Capitalizing on the Catalyst

Anticipating a blockbuster launch requires significant upfront investment, a reality reflected in Aquestive’s recent financial reports. The company’s Selling, General, and Administrative (SG&A) expenses swelled to $15.3 million in the third quarter of 2025, a deliberate “front-loading” of costs to build out the commercial infrastructure, from hiring leadership to preparing marketing materials. While this led to a net loss of $15.4 million for the quarter, management has framed it as a necessary and strategic deployment of capital.

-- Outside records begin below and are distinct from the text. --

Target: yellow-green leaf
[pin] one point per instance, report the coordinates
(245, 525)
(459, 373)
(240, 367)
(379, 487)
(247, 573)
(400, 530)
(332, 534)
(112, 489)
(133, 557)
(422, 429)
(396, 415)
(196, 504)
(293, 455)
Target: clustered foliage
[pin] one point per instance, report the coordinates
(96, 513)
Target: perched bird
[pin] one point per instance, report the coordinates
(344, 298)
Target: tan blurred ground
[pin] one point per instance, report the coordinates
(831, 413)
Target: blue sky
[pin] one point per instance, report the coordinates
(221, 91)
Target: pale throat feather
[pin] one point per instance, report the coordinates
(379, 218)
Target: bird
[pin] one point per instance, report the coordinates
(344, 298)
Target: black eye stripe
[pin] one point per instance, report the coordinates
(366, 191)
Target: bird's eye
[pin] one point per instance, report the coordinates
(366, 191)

That capital appears secure. Aquestive ended the quarter with a strong liquidity position of $129.1 million in cash. This war chest was fortified by a recent $85 million equity raise and, more importantly, a $75 million commercial launch facility from RTW Investments. This debt facility, contingent on FDA approval of Anaphylm™, is designed to fund the company’s operations well into 2027, providing the financial runway needed to support a full-scale product launch. With analyst price targets climbing as high as $10 and Piper Sandler reiterating an “outperform” rating, the market is pricing in a high probability of approval. The lingering skepticism, and the force that keeps the stock from breaking out pre-decision, revolves entirely around post-approval execution.

As Aquestive’s leadership prepares for their fireside chat, they are not just presenting data; they are making their case to a market hungry for disruption but wary of execution risk. The upcoming conference and the fast-approaching PDUFA date represent the culmination of years of clinical development and strategic financial planning. For Aquestive Therapeutics, the race to approval is nearly over, but the battle for the future of allergy care is just about to begin.